Déclaration sur la résilience linguistique et la survie de l’intelligence civile

par Tatsuya Hanabuchi (dimanche 21 décembre 2025)

À une époque marquée par une instabilité géopolitique structurelle et par la possibilité de conflits entre grandes puissances, la compétence linguistique doit être envisagée non comme un simple attribut culturel, mais comme une forme d’infrastructure d’intelligence civile. L’objectif d’un portefeuille linguistique résilient n’est pas l’accumulation maximale de langues, mais l’accès durable à des flux d’information indépendants dans des contextes de censure, de propagande, d’effondrement institutionnel et de fragmentation des récits.

Un portefeuille résilient relève ainsi d’une logique structurelle plutôt qu’additionnelle. Il privilégie la redondance épistémique, la diversité civilisationnelle et la soutenabilité à long terme. L’architecture minimale viable repose sur quatre composantes fonctionnelles : une langue d’interface globale, une langue non occidentale de portée civilisationnelle, une langue d’ancrage local ou national, et une langue occidentale externe secondaire opérant en dehors d’un centre hégémonique unique.

Dans ce cadre, l’anglais remplit la fonction d’interface globale indispensable pour la science, la logistique et la coordination internationale. Le chinois donne accès à un système d’information civilisationnel et stratégique parallèle, qui ne dérive pas du discours occidental.
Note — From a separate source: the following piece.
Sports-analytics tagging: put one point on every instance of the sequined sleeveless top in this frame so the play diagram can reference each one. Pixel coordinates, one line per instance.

Le japonais, lorsque le contexte s’y prête, permet une perception situationnelle à haute résolution au sein des structures institutionnelles et sociales nationales. Le français est retenu comme langue occidentale externe secondaire en raison de la dispersion de son empreinte géopolitique, de la continuité de ses archives, de sa centralité diplomatique et d’un risque plus faible d’isolement informationnel en situation de conflit.

Le choix du français plutôt que du russe dans le modèle réduit procède d’une évaluation ajustée au risque, et non d’une remise en cause de la profondeur ou de l’importance de la langue russe. Le français offre une redondance épistémique plus élevée, une dispersion géographique plus large, ainsi qu’une exposition personnelle et juridique moindre lors de confrontations entre grandes puissances, tandis que le russe ne déploie pleinement sa valeur que dans des contextes régionaux ou professionnels spécifiques, ou dans des portefeuilles linguistiques élargis.

Ce modèle ne constitue pas une prescription rigide, mais l’illustration canonique d’un principe universel : en période de forte tension globale, aucun individu ne devrait fonder sa compréhension de la situation sur une seule langue, un seul bloc ou un seul système narratif. La résilience linguistique garantit que l’échec, la fermeture ou la distorsion d’un domaine informationnel donné n’entraîne pas une isolation épistémique.

Dans des mondes instables, la finalité de l’apprentissage des langues réside dans la survie de la compréhension. Un portefeuille linguistique résilient représente l’architecture minimale nécessaire pour préserver le jugement indépendant lorsque l’intelligence centralisée, les institutions de confiance et les récits partagés ne peuvent plus être tenus pour acquis.